Quatrièmement, Revenu Québec entreprendra une modification législative afin de permettre aux petites et moyennes entreprises de présenter leurs différends devant la Cour des petites créances lorsque les montants en litige sont inférieurs à 4 000 $. Actuellement, seuls les particuliers sont autorisés à présenter des réclamations du genre. Revenu Québec étudie également la possibilité d’une modification en vue d’augmenter le seuil permettant d’intenter une poursuite devant la Cour des petites créances, lequel se chiffre actuellement à 4 000 $. À titre de comparaison, notons que la Cour canadienne de l'impôt permet d’introduire une procédure informelle lorsque le montant d'impôt fédéral et de pénalités en litige est de moins de 25 000 $ (ou 50 000 $ dans le cas d’un appel en matière de TPS).

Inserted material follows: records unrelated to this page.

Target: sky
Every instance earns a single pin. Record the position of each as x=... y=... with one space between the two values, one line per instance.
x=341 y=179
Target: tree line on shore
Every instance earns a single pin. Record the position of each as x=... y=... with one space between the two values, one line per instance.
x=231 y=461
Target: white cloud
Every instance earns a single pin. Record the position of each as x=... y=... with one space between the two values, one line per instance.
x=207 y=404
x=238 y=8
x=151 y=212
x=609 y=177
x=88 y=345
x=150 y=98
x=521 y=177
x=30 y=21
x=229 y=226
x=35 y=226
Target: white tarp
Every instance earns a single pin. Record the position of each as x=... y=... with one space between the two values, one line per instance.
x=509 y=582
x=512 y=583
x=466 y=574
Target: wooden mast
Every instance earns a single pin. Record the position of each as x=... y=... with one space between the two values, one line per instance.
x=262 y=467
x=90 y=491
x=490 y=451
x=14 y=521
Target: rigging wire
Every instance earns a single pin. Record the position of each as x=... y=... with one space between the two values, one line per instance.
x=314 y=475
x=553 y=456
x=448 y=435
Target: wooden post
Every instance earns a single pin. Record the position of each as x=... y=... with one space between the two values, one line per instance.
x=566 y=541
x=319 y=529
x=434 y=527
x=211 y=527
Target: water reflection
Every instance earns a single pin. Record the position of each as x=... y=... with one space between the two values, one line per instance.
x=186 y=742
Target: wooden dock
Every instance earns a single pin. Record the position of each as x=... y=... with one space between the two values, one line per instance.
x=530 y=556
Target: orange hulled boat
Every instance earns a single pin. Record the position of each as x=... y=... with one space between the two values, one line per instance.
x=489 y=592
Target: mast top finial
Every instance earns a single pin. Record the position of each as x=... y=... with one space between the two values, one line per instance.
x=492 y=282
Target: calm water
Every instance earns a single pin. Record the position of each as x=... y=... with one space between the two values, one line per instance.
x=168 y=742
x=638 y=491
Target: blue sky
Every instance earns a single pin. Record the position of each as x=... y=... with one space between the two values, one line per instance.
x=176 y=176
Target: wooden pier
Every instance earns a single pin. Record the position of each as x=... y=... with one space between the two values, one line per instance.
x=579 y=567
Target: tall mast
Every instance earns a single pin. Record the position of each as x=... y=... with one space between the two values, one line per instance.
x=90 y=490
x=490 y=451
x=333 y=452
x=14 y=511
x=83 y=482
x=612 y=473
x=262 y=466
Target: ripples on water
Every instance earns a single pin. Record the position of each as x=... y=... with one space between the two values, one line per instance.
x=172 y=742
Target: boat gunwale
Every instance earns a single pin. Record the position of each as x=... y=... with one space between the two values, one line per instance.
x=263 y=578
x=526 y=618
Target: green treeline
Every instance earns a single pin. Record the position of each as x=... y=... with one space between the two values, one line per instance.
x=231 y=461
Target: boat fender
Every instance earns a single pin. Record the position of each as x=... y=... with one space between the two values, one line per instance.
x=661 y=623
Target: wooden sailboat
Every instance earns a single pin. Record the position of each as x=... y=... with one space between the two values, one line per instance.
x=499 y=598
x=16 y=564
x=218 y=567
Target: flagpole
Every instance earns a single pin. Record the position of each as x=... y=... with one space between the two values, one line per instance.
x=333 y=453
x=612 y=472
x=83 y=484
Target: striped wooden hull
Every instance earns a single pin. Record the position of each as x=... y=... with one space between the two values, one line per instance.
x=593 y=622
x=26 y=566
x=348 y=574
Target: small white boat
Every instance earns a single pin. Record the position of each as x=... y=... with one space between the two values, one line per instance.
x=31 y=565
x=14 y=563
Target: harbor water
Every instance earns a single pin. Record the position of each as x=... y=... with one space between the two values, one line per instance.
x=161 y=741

Cinquièmement, Revenu Québec prévoit publier des statistiques concernant la proportion des nouveaux avis de cotisation qui sont maintenus à la suite d’une opposition ou d’un appel. Notons que ces statistiques ne sont pas actuellement accessibles au public. Le fait de les publier contribuerait grandement à démontrer le bien-fondé des pratiques de Revenu Québec en matière de vérification, celui-ci ayant été mis en question suite aux allégations formulées par les médias et dans le cadre de l’affaire Enico, selon lesquelles les vérificateurs gonfleraient les cotisations ou émettraient des avis de cotisation non fondés afin de profiter de leur régime de rémunération.

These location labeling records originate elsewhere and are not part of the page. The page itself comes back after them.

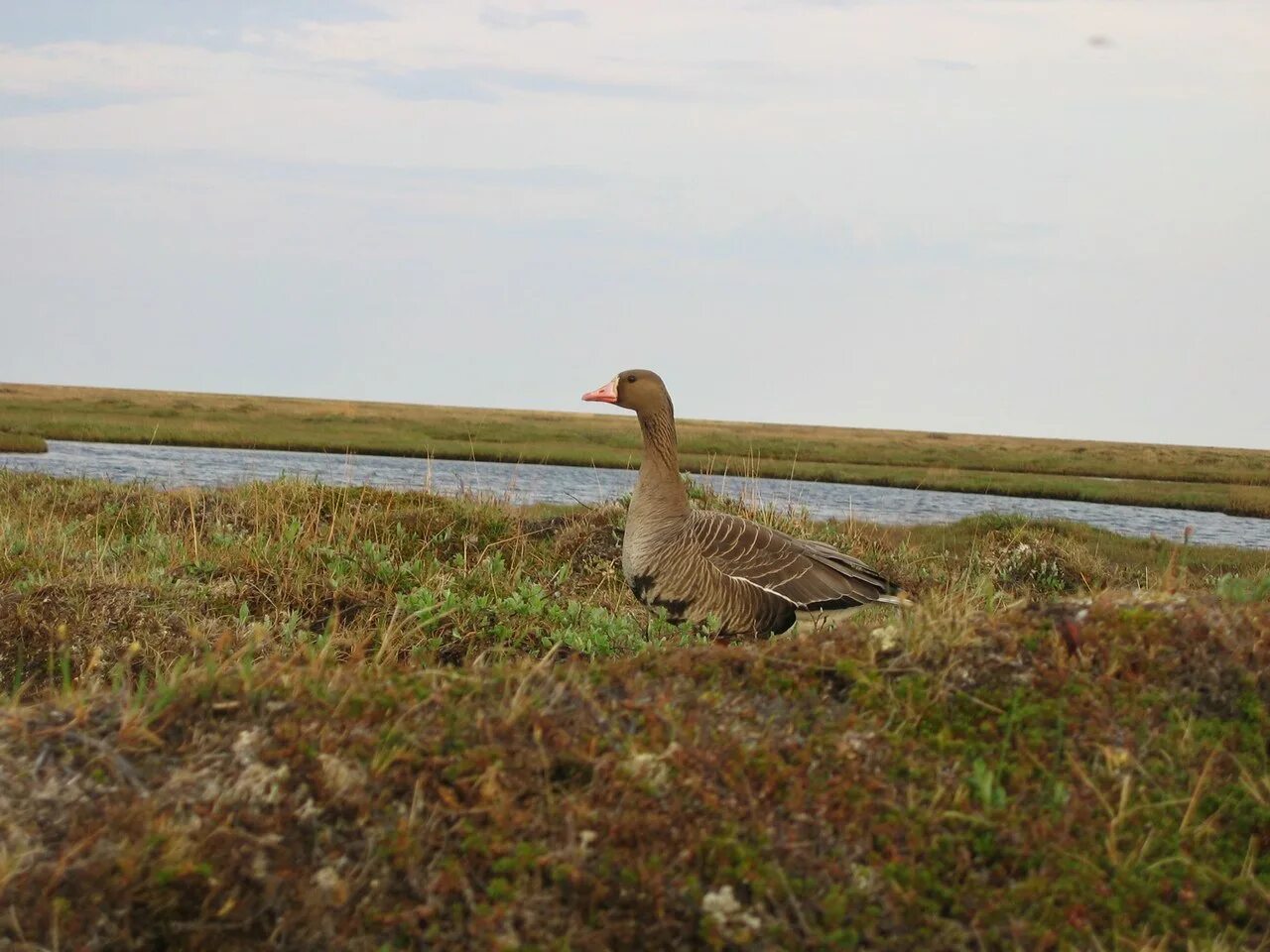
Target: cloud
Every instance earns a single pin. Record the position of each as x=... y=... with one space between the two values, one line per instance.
x=499 y=18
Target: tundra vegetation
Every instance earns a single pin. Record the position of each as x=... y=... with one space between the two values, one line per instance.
x=1234 y=481
x=318 y=717
x=22 y=443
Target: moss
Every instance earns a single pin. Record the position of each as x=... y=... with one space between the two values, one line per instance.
x=395 y=740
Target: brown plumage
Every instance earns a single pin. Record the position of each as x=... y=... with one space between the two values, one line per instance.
x=698 y=563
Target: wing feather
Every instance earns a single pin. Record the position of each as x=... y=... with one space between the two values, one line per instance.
x=810 y=575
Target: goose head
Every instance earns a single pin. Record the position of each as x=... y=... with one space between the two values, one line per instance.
x=642 y=391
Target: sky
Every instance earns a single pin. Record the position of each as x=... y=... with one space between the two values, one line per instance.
x=1035 y=217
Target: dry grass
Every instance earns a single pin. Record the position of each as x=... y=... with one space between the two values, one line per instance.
x=1194 y=477
x=22 y=443
x=343 y=717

Le point suivant du plan, qui constitue une réponse directe à Enico et d’autres affaires semblables, concerne le respect des droits des contribuables lorsque ces derniers font l’objet de vérifications. Revenu Québec reconnaît qu’un contribuable faisant l’objet d’une vérification a le droit de recevoir de l’information complète, claire et précise, et ce, en temps opportun. Les contribuables peuvent en outre s’attendre à ce que Revenu Québec soit tenu responsable de ses agissements, que le ministère explique ses décisions et qu’il soit réceptif au point de vue des contribuables. Ces obligations seront énoncées dans une lettre fournie à chaque contribuable faisant l’objet d’une vérification, cependant il ne ressort pas clairement quels seront les recours possibles en cas de manquement.

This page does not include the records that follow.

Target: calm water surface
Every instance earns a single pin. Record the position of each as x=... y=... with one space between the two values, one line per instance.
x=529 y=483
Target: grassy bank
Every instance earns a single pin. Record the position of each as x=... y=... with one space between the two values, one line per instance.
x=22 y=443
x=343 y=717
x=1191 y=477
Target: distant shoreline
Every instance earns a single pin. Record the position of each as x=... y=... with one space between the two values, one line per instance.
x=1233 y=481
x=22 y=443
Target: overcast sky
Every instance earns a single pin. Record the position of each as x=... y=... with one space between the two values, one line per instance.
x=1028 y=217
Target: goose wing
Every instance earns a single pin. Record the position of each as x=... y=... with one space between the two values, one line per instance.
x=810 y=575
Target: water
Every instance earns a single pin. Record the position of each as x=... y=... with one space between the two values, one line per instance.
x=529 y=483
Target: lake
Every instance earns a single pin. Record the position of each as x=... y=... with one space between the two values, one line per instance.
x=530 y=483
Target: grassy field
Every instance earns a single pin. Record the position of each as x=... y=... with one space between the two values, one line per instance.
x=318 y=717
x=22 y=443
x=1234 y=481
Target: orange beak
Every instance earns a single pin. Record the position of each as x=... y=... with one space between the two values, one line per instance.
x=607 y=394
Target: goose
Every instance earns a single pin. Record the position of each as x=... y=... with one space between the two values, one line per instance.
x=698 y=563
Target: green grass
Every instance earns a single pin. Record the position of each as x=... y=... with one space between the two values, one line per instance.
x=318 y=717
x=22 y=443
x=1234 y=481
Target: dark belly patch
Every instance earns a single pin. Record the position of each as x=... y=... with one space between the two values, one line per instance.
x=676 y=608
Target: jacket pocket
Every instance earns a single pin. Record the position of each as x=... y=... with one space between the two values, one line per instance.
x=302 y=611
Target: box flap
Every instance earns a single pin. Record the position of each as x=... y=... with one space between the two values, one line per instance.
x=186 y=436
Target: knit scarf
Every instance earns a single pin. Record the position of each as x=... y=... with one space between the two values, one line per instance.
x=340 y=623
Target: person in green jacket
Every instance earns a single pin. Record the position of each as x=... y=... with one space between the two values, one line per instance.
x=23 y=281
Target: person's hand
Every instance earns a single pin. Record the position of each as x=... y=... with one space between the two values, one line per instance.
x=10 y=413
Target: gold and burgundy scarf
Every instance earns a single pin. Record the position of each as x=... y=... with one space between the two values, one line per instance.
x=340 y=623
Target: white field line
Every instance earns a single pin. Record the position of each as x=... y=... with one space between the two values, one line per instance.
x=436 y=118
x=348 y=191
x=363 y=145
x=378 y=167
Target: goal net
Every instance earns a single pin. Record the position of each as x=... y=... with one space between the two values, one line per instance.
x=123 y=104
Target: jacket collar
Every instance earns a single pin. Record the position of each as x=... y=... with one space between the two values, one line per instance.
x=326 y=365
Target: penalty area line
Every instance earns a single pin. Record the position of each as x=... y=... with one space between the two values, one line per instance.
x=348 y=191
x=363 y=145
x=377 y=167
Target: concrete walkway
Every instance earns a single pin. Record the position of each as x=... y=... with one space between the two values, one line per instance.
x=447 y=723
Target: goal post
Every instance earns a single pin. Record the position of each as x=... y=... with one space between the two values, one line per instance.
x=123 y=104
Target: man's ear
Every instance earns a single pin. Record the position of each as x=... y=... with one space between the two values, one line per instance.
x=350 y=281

Finalement, Revenu Québec prévoit effectuer la vérification préalable d’un échantillon de nouveaux inscrits aux fins de la TPS/TVH et de la TVQ, en vue de réduire les cas de fausses inscriptions aux fins de taxes. Pour ce faire, Revenu Québec exigera que les nouveaux inscrits fournissent la preuve établissant qu’ils exercent des activités commerciales au Québec.

Il reste à voir si les mesures annoncées dans le plan d’action de Revenu Québec se traduiront réellement par un traitement plus équitable des contribuables. Pour l’instant, tout semble déjà indiquer que c’est plutôt le contraire qui se produira, du moins dans certains cas. Par exemple, en ce qui concerne l’intensification des mesures de vérification visant les inscrits aux fins de la TPS/TVH et de la TVQ, on constate déjà une augmentation des demandes d’information et de documentation à l’intention des inscrits peu après l’inscription de ces derniers. Ces demandes contraignantes obligent les inscrits à fournir à Revenu Québec, entre autres, des copies de relevés de comptes bancaires, de factures de fournisseurs et de clients, ainsi que de baux commerciaux. Les contribuables qui ne se conforment pas à de telles demandes risquent l’annulation de leur inscription aux fins des taxes. Il semble donc que les nouvelles mesures augmentent le fardeau de conformité imposé aux contribuables au Québec plutôt que de l’alléger. En outre, certains points du plan semblent plutôt vagues et imprécis, et il restera à voir si ces derniers permettront de réduire les problèmes critiqués dans le cadre du rapport duProtecteur du citoyen et de l’affaire Enico. Donc, même si la réforme des politiques de Revenu Québec est certes bienvenue, et qu’elle était attendue depuis longtemps, ce sont les gestes réels qui compteront.